The acquired genetically modified recombinant protein has a tag comprising of six histidines (His-tag), thus Ni chelate affinity chromatography was conducted as described below. The ultrasonic product was centrifuged to collect sediments, which were then suspended with soluble binding buffer (20 mM Tris-HCl, 0.5 M NaCl, 10 mM imidazole, pH 7.9) until the inclusion body was clean. This was followed by centrifugation and suspension of the sediments with inclusion body binding buffer (20 mM Tris-HCl, 0.5 M NaCl, 5 mM imidazole, urea 8 M, pH 7.9) on ice, until the inclusion body was thoroughly dissolved. The supernatant was centrifuged and transferred to the chromatography column with nickel. After the above supernatant was completely transferred, it was left to stand for 2 min so that the six His-tag and nickel in the padding were fully combined. Inclusion body binding buffer of 15 times the column volume was used to flush the column, in order to wash the uncombined protein. The excurrent liquid was collected. Subsequently, inclusion body elution buffer of 5 times the column volume was used to wash the combined protein. The outflow liquid was collected according to the amount of the column volume. SDS-PAGE was then used to detect the effect of purification. The concentration of recombinant protein was determined using Bradford Protein Assay kits. To purify the elution protein, dialysis was available. After 48 h of desalination, the purified protein with 10% glycerol was maintained at −20°C.

Animals

S180 tumor cells were maintained in the peritoneal cavities of male Kunming strain mice obtained from the Institute of Biochemistry and Molecular Immunology of North Sichuan Medical College (NSMC) (Nanchong, China). Male Kunming strain mice, weighing 25.0±1.0 g, purchased from NSMC, were housed 6/plastic cage with wood chip bedding in an animal room with a 12-h light/dark cycle at room temperature (25±2°C) and allowed free access to standard laboratory diet (purchased from the Institute of Biochemistry and Molecular Immunology, NSMC). The animal experiments were conducted according to the ‘Guidelines for Animal Experimentation’ of the NSMC.

Assessment of in vivo antitumor activity

S180 tumor cells (3×106) were implanted subcutaneously into the right hind groin of the male Kunming strain mice. The mice were randomly allocated into 5 groups (n=6/group). One day after inoculation, RPS23 was dissolved in distilled water and administered intraperitoneally (i.p.) to mice at doses of 0.025, 0.05 and 0.1 μg/ml (S1, S2 and S3 groups, respectively). Positive and negative controls were set for comparison. Positive control mice (M group) were administered 0.2 ml mannatide (2 mg/ml) and negative control mice (N group) were administered physiological saline instead of the test solution. The mice were sacrificed after 2 weeks and the body weights were measured. Tumors, spleens and livers were excised and the inhibitory ratio of tumor growth was calculated using the formula: Inhibition ratio (%) = [(A−B)/A] ×100, where A and B were the average tumor weights of the negative control and treated groups, respectively.

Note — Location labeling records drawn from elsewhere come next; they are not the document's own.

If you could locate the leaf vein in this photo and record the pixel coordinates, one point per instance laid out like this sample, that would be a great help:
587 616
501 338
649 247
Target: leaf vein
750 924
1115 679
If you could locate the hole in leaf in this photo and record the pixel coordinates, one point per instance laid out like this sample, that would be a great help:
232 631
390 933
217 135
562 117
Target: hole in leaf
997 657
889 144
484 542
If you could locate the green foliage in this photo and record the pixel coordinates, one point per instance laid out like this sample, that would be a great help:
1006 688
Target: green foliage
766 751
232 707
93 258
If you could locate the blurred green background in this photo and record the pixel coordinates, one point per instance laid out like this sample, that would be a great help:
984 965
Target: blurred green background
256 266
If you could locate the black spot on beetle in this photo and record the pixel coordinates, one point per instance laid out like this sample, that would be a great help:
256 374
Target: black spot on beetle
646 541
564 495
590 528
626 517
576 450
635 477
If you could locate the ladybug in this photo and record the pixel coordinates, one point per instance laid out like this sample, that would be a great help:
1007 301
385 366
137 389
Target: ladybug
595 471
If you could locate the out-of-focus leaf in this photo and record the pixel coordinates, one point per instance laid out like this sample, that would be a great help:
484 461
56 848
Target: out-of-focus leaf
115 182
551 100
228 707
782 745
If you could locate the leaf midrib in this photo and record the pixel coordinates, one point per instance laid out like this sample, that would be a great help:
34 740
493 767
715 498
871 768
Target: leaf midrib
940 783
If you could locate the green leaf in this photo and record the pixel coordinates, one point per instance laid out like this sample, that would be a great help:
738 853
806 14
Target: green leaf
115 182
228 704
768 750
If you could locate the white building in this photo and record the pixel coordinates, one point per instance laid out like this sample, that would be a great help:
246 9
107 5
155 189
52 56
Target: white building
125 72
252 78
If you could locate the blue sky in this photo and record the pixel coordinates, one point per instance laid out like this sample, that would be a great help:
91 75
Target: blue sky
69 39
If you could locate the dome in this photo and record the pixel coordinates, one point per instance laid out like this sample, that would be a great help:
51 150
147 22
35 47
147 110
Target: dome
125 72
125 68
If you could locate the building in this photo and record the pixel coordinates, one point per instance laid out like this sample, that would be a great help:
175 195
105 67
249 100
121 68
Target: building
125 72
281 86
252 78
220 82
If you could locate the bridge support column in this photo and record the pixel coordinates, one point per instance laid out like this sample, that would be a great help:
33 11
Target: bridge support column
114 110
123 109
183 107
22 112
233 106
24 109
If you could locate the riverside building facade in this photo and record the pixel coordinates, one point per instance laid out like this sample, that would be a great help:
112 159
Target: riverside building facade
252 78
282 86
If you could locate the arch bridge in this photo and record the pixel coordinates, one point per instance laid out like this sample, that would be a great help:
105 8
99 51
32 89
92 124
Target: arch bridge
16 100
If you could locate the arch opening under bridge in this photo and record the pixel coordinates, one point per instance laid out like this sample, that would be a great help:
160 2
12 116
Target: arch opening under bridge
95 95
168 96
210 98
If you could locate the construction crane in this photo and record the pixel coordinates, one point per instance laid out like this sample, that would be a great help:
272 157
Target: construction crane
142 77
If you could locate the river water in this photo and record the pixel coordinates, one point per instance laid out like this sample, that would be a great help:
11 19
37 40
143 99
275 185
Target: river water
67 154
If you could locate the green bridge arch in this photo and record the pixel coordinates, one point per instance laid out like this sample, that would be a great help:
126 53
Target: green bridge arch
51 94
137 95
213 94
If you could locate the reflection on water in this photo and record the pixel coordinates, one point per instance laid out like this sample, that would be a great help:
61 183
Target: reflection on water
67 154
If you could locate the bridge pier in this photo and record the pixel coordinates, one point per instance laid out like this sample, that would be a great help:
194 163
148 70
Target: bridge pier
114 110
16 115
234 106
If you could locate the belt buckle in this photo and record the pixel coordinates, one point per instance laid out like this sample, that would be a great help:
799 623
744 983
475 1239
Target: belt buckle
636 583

Histopathological and morphological observations

After treating the mice with RPS23 as described above, a portion of the tissues were cut into small sections, fixed in Heidenhain’s Susa Fluid (HgCl2, 4.5 g; NaCl, 0.5 g; distilled water, 80.0 ml; formalin, 20.0 ml; acetic acid, 4.0 ml; trichloroacetic acid, 2.0 ml), stained with hematoxylin and eosin (H&E), examined and photographed using an Olympus microscope.

Data analysis

Sequence data were analyzed by GenScan software (http://genes.mit.edu/GENSCAN.html). Homology investigations of the giant panda RPS23 compared with the gene sequences of other species was performed using BLAST 2.1 (http://www.ncbi.nlm.nih.gov/blast/). Open reading frame (ORF) of the DNA sequence was searched using ORF Finder software (http://www.ncbi.nlm.nih.gov/gorf/gorf.html). Molecular weight (Mw) and isoelectric point (pI) values were computed using the Compute pI/Mw tool (http://www.expasy.org/tools/pi_tool.html). The protein structure of the RPS23 sequence cloned was analyzed using PredictProtein software (http://cubic.bioc.columbia.edu/predictprotein/). Multiple Sequence Alignment was performed by DNASTAR Lasergene and DNAman 6.0 software.

Results and Discussion

Analysis of RPS23 cDNA from the giant panda

Approximately 500 bp of the cDNA fragment was amplified from the giant panda. The length of the cDNA cloned was 472 bp (Fig. 1). On the basis of the high identity, we concluded that the cDNA isolated is the cDNA encoding the giant panda RPS23 protein. The RPS23 sequence was submitted to GenBank (accession no. HQ318026). The 472 bp of the giant panda RPS23 sequence contains a 20-bp 5′-untranslated sequence and a 20-bp 3′-unstranslated region. An ORF of 432 bp encoding 142 amino acids was found in the cDNA sequence (Fig. 2). Alignment analysis of RPS23 from the giant panda and those of H. sapiens, M. musculus, R. norvegicus and M. mulatta, indicated that both the nucleotide and the deduced amino acid sequences are highly conserved. There was no deletion or insertion of nucleotide and amino acid residues. As determined by BLAST analysis, the nucleotide sequence RPS23 cloned from the giant panda shares a high degree of homology with those of H. sapiens, B. taurus, R. norvegicus, M. musculus and S. scrofa at 92.59, 92.82, 88.66, 88.43 and 93.29%, respectively. The homologies for amino acid sequences were all 100%, with the exception of S. scrofa, which was 99.30%, compared with the remaining 6 species (Table I). This marked pattern of evolutionary conservation is considered reasonable, since ribosomal protein genes are a group of highly conserved housekeeping genes. The average levels of the base sequence was: A, 29.2; C, 20.6; G, 27.5; and T, 22.7%.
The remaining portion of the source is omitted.